In an effort to draw more fans toward NASCAR, France elected to add a modified-sportsman race at Darlington on the same day as the AAA event in Raleigh. Twelve-thousand NASCAR supporters saw Curtis Turner wheel his Ford to victory after 200 laps at Darlington. Sadly, the race was marred by the death of Rex Stansell prior to Turner taking the checkered flag.
NASCAR issued a statement shortly after July 4 saying, “The Raleigh event failed to live up to its advance billing,” citing that Ruttman’s winning average speed of 89.109 mph was much lower than what the AAA expected.
It was the beginning of a private feud that lasted for decades, including an incident on May 13, 1954, when France was escorted from Indianapolis Motor Speedway during practice for the Indianapolis 500. France was in Indiana for a meeting with officials of the Indiana State Fairgrounds where he had hoped to sanction a future NASCAR race.
Interestingly, two years after France’s death on June 7, 1992, NASCAR raced at Indianapolis Motor Speedway for the first time on Aug. 6, 1994.
The Speedway division’s inaugural season was rather short. On May 25, 1952, the second Speedway race was held at Martinsville (Va.) Speedway with Tex Keene prevailing over Jack Smith and Baker.
On May 30, Wally Campbell went to victory lane at the Monroe County Fairgrounds in Rochester, N.Y., over Keene and Bill Miller.
Then on June 1, Miller won on the three-quarter-mile Charlotte (N.C.) Speedway, which had hosted the first NASCAR Strictly Stock race in 1949.
On June 8, Keller was victorious over Smith, Campbell and Baker at Atlanta’s Lakewood Speedway.
One week later, Cherry won over Jim Reed and Bill Spear at Pennsylvania’s Heidelberg Raceway. In the final race of the season at Langhorne (Pa.) Speedway, Cherry triumphed over Steve Yanigan, Campbell, Bonadies and Keene.
With a season-opening win and only one finish outside the top-10, Baker was crowned Speedway division champion.
Baker began his driving career in 1939 and joined NASCAR in 1949. When the Speedway division came to fruition, Baker was one of the first France called upon to compete there because of his longstanding popularity with the fans. It was his hard-charging style of driving that kept them coming back each time he raced in any NASCAR division.

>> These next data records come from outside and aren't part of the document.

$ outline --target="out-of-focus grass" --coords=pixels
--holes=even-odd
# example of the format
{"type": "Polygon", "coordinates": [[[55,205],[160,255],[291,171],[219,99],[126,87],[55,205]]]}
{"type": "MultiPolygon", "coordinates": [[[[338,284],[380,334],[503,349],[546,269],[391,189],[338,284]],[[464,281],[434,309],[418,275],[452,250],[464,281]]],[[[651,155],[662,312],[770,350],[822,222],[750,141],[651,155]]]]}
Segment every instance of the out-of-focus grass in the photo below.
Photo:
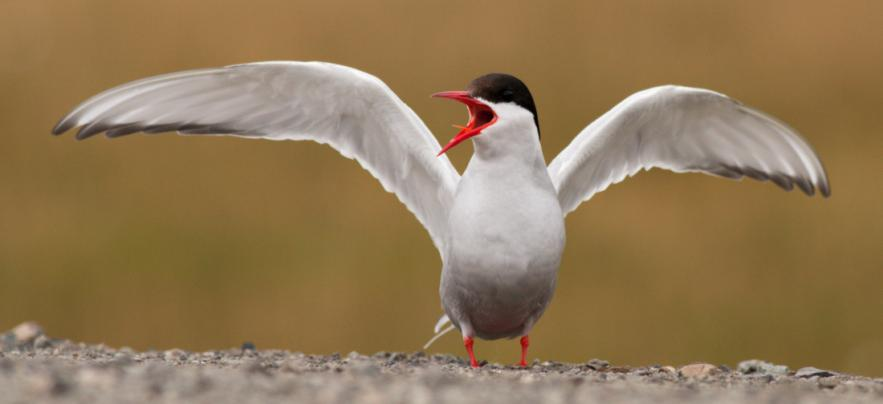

“My first break came when I went to the Charlotte Fairgrounds (June 19, 1949),” Baker said in the October 1992 issue of American Racing Classics. “The late Grady Cole, a radio announcer, saw me drive. I started near the rear and went though the field. Whenever Cole saw me drive, he said, ‘I believe if that guy had something to drive, he would make a driver.’ I had a lot of determination. I think I hit everybody out there. For a long time, I felt it was easier to knock them out of the way than it would have been to race with them. That’s the way I drove. I was making enough money to get by on, but I was making a lot of enemies.”
Baker’s name and style of driving didn’t save the division as interest among fans and promoters never developed. The second and final season for the Speedway cars was in 1953 with only four races being run. Campbell, Wayne Aspaugh, Dick Frazier and Pete Allen were the winners with Allen crowned champion.
Baker’s son, 1980 Daytona 500 winner Buddy Baker, felt his father was one of the best in anything he drove.
It’s believed Buck Baker won more than 650 short-track races with 46 victories coming in NASCAR’s premier series, including three Southern 500s at Darlington. The elder Baker also collected NASCAR Cup Series championships in 1956 and ’57.
“He could do things in a race car I could only dream about,” said the younger Baker. “Throughout the entire racing world, I don’t know of anybody who would have said he didn’t give 110 percent from the time they dropped the green flag until the race was over. He was the same way in life, too.”
H.A. “Humpy” Wheeler, former president and general manager of Charlotte Motor Speedway, recalled how strange it felt to see open-wheel cars as part of NASCAR’s lineup.
“Big Bill (France) saw the popularity of open-wheel racing in the Midwest and wanted to be a part of it and was determined to start his own series,” Wheeler said. “There was a plethora of open-wheel cars around at that time that weren’t being used. Still, in the end, there just wasn’t a connection to that type of racing with fans in the South. They just couldn’t identify with the open-wheel cars and didn’t relate to them like they did stock cars.”